Give us your opinions and experiences designing and implementing the green data center

Data Center “X” just announced a 2 MegaWatt expansion to their facility in Northern California. A major increase in data center capacity, and a source of great joy for the company. And the source of potentially 714 additional tons of carbon introduced each month into the environment.

Think Green and EfficientMany groups and organizations are gathering to address the need to bring our data centers under control. Some are focused on providing marketing value for their members, most others appear genuinely concerned with the amount of power being consumed within data centers, the amount of carbon being produced by data centers, and the potential for using alternative or clean energy initiatives within data centers. There are stories around which claim the data center industry is actually using up to 5% of power consumed within the United States, which if true, makes this a really important discussion.

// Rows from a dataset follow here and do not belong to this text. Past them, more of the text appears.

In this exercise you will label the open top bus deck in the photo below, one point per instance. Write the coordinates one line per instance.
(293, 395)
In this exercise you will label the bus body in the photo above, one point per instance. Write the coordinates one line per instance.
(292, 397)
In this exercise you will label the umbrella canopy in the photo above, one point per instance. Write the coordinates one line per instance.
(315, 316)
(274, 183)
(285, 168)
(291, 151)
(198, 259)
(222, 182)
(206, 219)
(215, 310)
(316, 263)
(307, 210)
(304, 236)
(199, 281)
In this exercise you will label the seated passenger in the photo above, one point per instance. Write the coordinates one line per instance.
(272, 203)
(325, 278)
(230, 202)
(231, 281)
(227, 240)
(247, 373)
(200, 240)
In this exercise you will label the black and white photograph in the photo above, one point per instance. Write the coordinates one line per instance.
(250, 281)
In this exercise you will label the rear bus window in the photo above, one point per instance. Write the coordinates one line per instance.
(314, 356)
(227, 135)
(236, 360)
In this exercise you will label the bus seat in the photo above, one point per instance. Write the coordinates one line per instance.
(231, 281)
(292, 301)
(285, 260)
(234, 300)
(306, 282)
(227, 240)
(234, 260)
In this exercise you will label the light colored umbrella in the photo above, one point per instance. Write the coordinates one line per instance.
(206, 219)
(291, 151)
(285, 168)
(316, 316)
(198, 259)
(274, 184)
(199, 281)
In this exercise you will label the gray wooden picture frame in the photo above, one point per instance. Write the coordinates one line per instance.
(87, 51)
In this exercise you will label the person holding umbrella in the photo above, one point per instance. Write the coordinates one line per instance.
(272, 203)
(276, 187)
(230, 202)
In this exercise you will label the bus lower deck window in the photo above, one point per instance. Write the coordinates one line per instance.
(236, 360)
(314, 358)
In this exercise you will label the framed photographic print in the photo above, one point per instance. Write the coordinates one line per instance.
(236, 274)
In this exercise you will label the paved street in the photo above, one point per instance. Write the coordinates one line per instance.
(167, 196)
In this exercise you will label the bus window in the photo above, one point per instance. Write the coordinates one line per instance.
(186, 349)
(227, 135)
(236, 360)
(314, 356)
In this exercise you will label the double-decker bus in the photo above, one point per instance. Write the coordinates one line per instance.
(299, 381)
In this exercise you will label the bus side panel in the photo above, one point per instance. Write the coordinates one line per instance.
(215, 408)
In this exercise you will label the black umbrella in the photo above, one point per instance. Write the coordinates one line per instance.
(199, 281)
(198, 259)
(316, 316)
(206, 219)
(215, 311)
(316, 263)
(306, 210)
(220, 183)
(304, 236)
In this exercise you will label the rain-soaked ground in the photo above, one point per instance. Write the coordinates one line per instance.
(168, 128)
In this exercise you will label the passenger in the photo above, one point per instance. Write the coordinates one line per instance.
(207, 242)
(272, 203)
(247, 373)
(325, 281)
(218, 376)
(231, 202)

If you do a “Bing” search won the topic of “green data center,” you will find around 144 million results. Three times as many as a “paris hilton” search. That makes it a fairly saturated topic, indicating a heck of a lot of interest. The first page of the Bing search gives you a mixture of commercial companies, blogs, and “ezines” covering the topic – as well as an organization or two. Some highlights include:

With this level of interest you might expect just about everybody in the data center industry to be aggressively implementing “green data center best practices.” Well, not really. In the past month the author (me!) toured not less than six commercial data centers. In every data center I saw major best practices violations, including:

  • Large spacing within cabinets forcing hot air recirculation (not using blanking panels, as well as loose PCs and tower servers placed adhoc within a cabinet shelf)
  • Failure to use Hot/Cold aisle separation
  • High density cabinets using open 4 post racks
  • Spacing in high density server areas between cabinets
  • Failure to use any level of hot or cold air containment in high density data center spaces, including those with raised floors and drop-ceilings which would support hot air plenums

And other more complicated issues such as not integrating the electrical and environmental data into a building management system.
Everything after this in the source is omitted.